おっかしいなぁ、というわけで、ふとロニーを見ると、通常のスポットライトだけを浴びて、ロニーがソロを弾いていたのです……。きっと、評判どおり、並外れた善人なんだろうな……。
■ビル・ワイマンは本当に動かなかった
80年代頭の映画、「ザ・ローリング・ストーンズ」を見た時、寡黙なベーシスト、サイレント・ストーンまたはオールド・ストーン・フェイスと呼ばれる男、ビル・ワイマンがあまりに動かないので、驚いたことがあります。「ことがある」ってのは、映画とビデオをあわせて50回くらいは見ているので。
「Goin' To A Go-Go」の演奏に合わせて、ステージのセッティングから同曲の演奏が終わるまでをもの凄い早回しで見せるシーンがあります。数時間を3〜4分に短縮しているので、60倍から100倍くらいのスピードでミックやキースが動きます。ドラムスのチャーリーは動かないのが当然として、ミックもキースもロニーもステージ上を所狭しと駆け回っていたのですが、ビルは……ピクリとしか動かないのです。今回もやはりそうで、半径2メートルくらいの間をうろうろしていました。

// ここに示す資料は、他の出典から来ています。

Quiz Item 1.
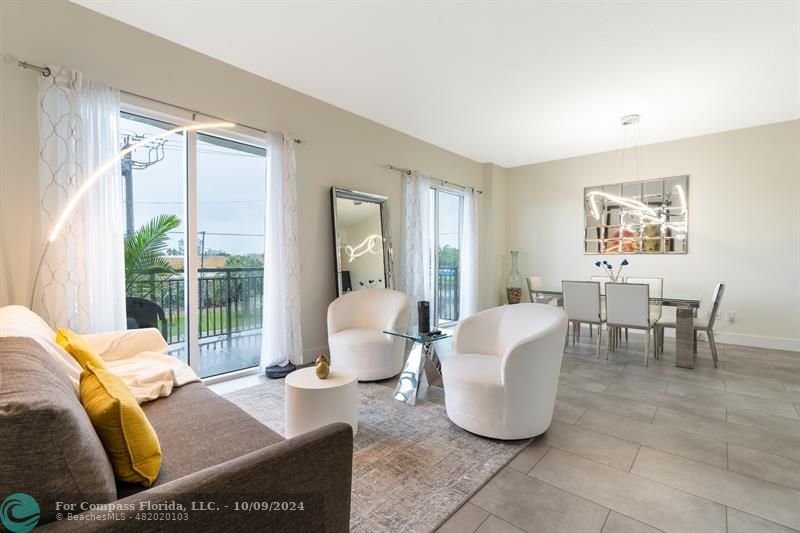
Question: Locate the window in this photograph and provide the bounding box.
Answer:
[120,110,266,377]
[430,187,464,325]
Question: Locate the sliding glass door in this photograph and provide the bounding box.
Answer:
[430,188,464,326]
[120,107,266,377]
[120,113,189,362]
[197,134,266,376]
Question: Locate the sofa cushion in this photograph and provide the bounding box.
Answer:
[0,337,117,523]
[80,361,161,487]
[56,328,106,370]
[117,383,284,497]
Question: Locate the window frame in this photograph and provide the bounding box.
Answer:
[430,184,464,328]
[120,93,270,382]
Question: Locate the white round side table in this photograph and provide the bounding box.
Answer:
[286,367,358,439]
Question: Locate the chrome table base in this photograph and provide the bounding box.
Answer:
[394,342,442,405]
[675,306,695,368]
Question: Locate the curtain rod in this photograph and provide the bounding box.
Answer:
[386,165,483,194]
[6,56,303,144]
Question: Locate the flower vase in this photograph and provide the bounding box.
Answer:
[506,250,522,304]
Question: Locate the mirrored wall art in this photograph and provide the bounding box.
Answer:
[583,176,689,254]
[331,187,394,295]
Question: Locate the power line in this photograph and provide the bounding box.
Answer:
[169,231,264,237]
[133,200,264,205]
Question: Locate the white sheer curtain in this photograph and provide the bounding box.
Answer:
[37,66,126,332]
[260,133,303,372]
[458,189,480,320]
[400,171,432,324]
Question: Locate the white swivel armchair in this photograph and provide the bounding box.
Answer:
[442,303,567,439]
[328,289,411,381]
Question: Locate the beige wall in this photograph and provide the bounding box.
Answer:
[0,0,500,356]
[507,120,800,350]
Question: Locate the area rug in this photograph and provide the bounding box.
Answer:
[225,380,529,533]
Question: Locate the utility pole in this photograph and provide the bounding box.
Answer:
[122,147,134,237]
[200,231,206,268]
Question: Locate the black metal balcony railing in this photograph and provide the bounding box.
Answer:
[131,267,264,344]
[130,267,460,344]
[437,267,461,322]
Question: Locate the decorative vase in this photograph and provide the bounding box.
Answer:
[506,250,522,304]
[314,354,331,379]
[417,300,431,333]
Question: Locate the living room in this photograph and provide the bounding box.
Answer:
[0,0,800,533]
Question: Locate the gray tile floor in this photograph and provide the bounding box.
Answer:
[439,330,800,533]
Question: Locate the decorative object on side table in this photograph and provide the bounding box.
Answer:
[594,259,630,283]
[506,250,522,304]
[315,354,331,379]
[417,300,431,333]
[265,361,297,379]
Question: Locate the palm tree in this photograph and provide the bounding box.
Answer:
[125,214,181,294]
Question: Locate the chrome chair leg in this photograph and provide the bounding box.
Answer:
[589,324,603,359]
[706,329,718,368]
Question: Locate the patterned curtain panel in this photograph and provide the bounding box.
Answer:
[400,171,432,324]
[458,189,481,320]
[260,133,303,372]
[32,66,126,332]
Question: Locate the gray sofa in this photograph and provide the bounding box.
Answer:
[0,337,353,532]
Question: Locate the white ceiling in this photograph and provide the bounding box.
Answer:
[76,0,800,166]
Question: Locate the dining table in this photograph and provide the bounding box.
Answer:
[530,289,700,368]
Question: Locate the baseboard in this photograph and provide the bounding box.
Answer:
[581,326,800,352]
[714,331,800,352]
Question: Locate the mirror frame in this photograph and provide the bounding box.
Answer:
[331,187,394,297]
[581,174,691,255]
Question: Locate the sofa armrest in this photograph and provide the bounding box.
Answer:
[42,422,353,533]
[82,328,169,361]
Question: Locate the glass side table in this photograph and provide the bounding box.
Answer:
[384,326,453,405]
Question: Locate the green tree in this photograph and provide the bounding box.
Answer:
[439,244,458,268]
[125,214,181,297]
[225,255,264,268]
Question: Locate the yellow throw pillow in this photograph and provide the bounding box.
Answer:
[80,363,161,487]
[56,328,106,368]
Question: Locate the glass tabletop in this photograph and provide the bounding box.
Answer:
[383,326,453,344]
[530,289,700,309]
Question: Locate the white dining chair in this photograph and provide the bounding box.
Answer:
[606,283,655,366]
[625,278,664,352]
[656,283,725,368]
[561,281,603,357]
[589,276,611,295]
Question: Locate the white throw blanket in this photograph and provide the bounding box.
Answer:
[0,305,200,403]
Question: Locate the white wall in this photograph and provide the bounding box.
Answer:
[0,0,500,357]
[507,120,800,351]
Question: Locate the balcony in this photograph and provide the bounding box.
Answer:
[130,267,459,377]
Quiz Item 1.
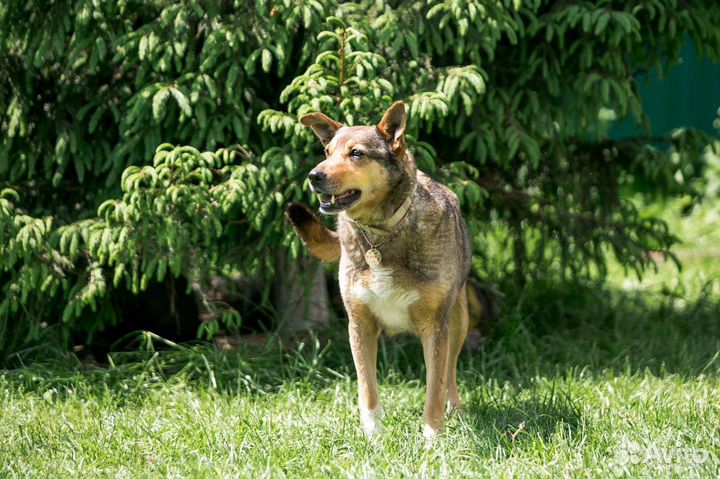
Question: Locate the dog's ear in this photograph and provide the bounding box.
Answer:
[300,113,343,146]
[377,101,406,154]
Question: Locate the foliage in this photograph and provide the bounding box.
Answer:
[0,0,720,356]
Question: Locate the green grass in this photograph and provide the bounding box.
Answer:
[0,202,720,478]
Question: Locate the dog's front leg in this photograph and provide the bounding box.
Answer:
[348,308,382,437]
[420,307,450,439]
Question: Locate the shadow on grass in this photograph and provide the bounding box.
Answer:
[0,282,720,408]
[462,390,584,453]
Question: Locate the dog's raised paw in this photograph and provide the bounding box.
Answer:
[285,203,318,228]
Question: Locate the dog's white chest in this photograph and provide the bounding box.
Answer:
[353,267,420,332]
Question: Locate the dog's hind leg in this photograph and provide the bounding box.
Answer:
[348,308,383,437]
[420,304,450,439]
[447,285,469,411]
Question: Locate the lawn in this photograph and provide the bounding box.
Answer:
[0,201,720,478]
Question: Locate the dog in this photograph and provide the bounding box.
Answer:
[285,102,472,439]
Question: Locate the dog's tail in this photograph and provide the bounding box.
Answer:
[466,278,500,334]
[285,203,340,263]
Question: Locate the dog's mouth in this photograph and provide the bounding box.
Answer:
[317,190,361,213]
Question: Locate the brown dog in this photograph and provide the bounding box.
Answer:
[286,102,471,438]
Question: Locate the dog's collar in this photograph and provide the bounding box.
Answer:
[345,183,417,236]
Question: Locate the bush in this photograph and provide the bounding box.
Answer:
[0,0,720,353]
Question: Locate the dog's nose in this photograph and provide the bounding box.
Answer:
[308,170,327,184]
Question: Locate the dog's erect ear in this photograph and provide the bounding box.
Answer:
[377,101,406,154]
[300,113,343,146]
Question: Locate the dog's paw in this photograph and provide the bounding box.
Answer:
[360,406,384,439]
[285,203,318,228]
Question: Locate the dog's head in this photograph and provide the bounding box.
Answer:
[300,102,412,219]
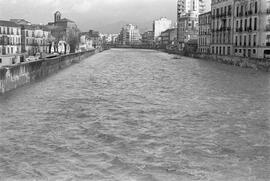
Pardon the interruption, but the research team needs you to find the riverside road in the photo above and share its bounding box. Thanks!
[0,49,270,181]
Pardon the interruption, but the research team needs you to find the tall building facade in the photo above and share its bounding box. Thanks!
[47,11,80,53]
[211,0,234,55]
[234,0,270,59]
[198,11,212,54]
[153,18,172,40]
[177,0,205,17]
[21,25,52,56]
[119,24,141,45]
[142,31,154,46]
[177,12,199,50]
[0,20,22,66]
[177,0,205,50]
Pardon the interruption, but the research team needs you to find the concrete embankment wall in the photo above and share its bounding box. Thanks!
[191,54,270,72]
[0,50,97,93]
[162,50,270,72]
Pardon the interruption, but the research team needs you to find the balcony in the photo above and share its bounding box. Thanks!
[265,25,270,31]
[226,27,232,31]
[236,28,243,33]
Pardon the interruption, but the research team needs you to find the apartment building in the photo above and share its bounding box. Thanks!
[177,0,205,50]
[0,20,23,66]
[198,11,212,54]
[160,28,177,48]
[177,12,199,51]
[211,0,234,55]
[234,0,270,59]
[21,25,51,56]
[153,17,172,40]
[119,24,142,45]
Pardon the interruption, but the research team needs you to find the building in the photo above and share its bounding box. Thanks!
[46,11,80,53]
[153,18,172,41]
[177,12,199,51]
[233,0,270,59]
[88,30,102,48]
[119,24,142,45]
[79,32,94,51]
[21,25,53,56]
[211,0,234,55]
[160,28,177,48]
[177,0,205,18]
[0,20,24,66]
[177,0,205,50]
[198,11,212,54]
[142,31,154,46]
[10,19,31,25]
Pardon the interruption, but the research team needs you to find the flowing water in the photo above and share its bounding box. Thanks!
[0,49,270,181]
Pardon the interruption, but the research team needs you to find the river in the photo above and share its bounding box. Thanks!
[0,49,270,181]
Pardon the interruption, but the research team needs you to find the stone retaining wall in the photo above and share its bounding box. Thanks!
[0,50,97,93]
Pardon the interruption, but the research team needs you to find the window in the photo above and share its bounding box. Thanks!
[255,1,258,14]
[249,18,252,31]
[240,20,243,30]
[239,35,242,46]
[254,18,257,30]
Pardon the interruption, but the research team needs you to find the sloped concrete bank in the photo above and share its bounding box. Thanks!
[0,50,99,94]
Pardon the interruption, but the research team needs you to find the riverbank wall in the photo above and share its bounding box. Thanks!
[0,50,103,94]
[163,50,270,72]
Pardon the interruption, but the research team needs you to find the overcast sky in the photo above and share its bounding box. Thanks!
[0,0,210,31]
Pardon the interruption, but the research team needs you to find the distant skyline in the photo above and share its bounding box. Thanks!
[0,0,210,31]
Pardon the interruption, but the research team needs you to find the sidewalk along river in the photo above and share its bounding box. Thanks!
[0,49,270,181]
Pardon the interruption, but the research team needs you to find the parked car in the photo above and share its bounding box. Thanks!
[26,56,38,62]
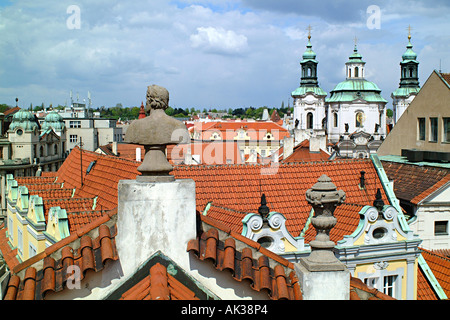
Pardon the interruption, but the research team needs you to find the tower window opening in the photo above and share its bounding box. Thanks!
[306,112,314,129]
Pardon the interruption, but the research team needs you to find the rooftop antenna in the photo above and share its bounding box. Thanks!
[80,137,83,186]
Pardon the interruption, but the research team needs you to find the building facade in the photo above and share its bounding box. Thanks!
[291,35,387,158]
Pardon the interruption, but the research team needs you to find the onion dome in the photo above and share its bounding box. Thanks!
[42,111,66,131]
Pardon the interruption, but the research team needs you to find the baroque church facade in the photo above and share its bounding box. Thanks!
[291,34,420,158]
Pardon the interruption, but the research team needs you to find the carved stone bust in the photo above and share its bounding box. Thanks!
[125,85,190,182]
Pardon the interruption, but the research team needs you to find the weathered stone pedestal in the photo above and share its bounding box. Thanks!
[295,263,350,300]
[116,179,196,276]
[295,175,350,300]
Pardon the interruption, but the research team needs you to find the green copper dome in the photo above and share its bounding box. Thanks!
[9,109,39,131]
[326,79,387,103]
[42,111,66,131]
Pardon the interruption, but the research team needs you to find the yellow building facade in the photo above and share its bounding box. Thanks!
[6,175,70,261]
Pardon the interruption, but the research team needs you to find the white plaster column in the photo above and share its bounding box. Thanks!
[116,179,196,277]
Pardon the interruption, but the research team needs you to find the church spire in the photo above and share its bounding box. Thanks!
[400,26,419,88]
[300,25,319,87]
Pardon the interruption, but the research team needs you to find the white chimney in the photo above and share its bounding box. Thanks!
[309,135,327,153]
[112,141,118,156]
[283,137,294,159]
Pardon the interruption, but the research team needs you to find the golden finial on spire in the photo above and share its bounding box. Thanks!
[407,25,412,40]
[306,25,312,40]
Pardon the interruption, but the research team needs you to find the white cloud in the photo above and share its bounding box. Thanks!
[190,27,248,54]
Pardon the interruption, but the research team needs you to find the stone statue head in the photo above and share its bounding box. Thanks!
[125,85,190,182]
[145,84,169,113]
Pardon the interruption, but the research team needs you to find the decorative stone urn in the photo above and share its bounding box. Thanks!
[125,85,190,182]
[300,175,345,271]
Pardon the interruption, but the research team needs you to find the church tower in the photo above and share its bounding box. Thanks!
[291,27,327,143]
[391,27,420,123]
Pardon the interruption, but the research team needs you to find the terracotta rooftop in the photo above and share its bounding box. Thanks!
[0,148,438,299]
[173,159,389,239]
[4,212,119,300]
[120,263,199,300]
[187,217,301,300]
[279,140,330,162]
[56,147,141,210]
[419,248,450,297]
[0,205,391,300]
[190,121,290,141]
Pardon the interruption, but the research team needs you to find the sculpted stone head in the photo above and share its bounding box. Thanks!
[125,85,190,182]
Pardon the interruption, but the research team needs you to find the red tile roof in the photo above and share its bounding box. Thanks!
[56,147,141,210]
[4,212,119,300]
[120,263,199,300]
[280,140,330,162]
[173,159,389,241]
[0,182,389,300]
[190,121,290,141]
[167,141,243,165]
[419,248,450,297]
[187,216,302,300]
[382,161,450,204]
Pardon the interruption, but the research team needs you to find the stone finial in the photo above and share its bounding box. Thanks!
[258,193,270,221]
[373,188,384,211]
[125,85,190,182]
[301,175,345,271]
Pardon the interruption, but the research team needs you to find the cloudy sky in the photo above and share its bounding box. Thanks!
[0,0,450,109]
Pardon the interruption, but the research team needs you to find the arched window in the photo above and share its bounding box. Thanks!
[306,112,314,129]
[355,112,365,128]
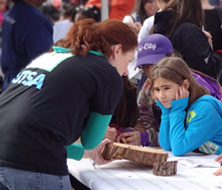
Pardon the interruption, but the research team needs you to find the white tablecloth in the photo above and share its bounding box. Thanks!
[68,153,222,190]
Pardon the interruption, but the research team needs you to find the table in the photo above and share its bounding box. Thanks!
[67,152,222,190]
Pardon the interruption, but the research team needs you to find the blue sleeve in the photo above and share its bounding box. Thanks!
[156,101,171,151]
[81,112,112,150]
[65,112,112,160]
[170,98,221,156]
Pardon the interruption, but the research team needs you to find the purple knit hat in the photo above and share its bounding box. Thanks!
[135,34,174,68]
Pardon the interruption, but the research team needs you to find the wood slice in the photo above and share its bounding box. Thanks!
[102,143,168,166]
[153,161,177,176]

動かないことで逆に気をひいてしまう、得な芸風の持ち主です。
■パッケージ・ショウだった
全般に、パッケージ・ショウのような印象の強いツアーでした。曲目も、内容も演出も、ほぼ毎回いっしょ。全体にショウとしてのクォリティが高かったものの、音楽への魂の入り方が少なかった気がします。
しかし、最後にフルメンバーがステージに集合し、肩を組んでお辞儀をした後、ストーンズの5人だけで肩を組んでお辞儀をするのが良かった。たとえパッケージの一部でも。毎回毎回、チャーリーがキースのギターを持ってやるんだけど、飽きなかった。
■警備員さん、ごめんなさい。
たしか23日だと思うんだけど、ミックがステージ向かって左から、ちょっとアリーナに降りたことがありました。
瞬間、私は常識をかなぐり捨てて、すぐ目の前の警備員さんを突き飛ばし、アリーナに出てしまったのです。便乗組も数名。しかし、そのころにはミックはだいぶ遠くでUターン。我々もまるで何事もなかったかのように席に戻りましたが、内心は警備員さんに申し訳ないと思っていました。
その時の警備員さん、もし、これをご覧になっていたら、謝ります。申し訳ない!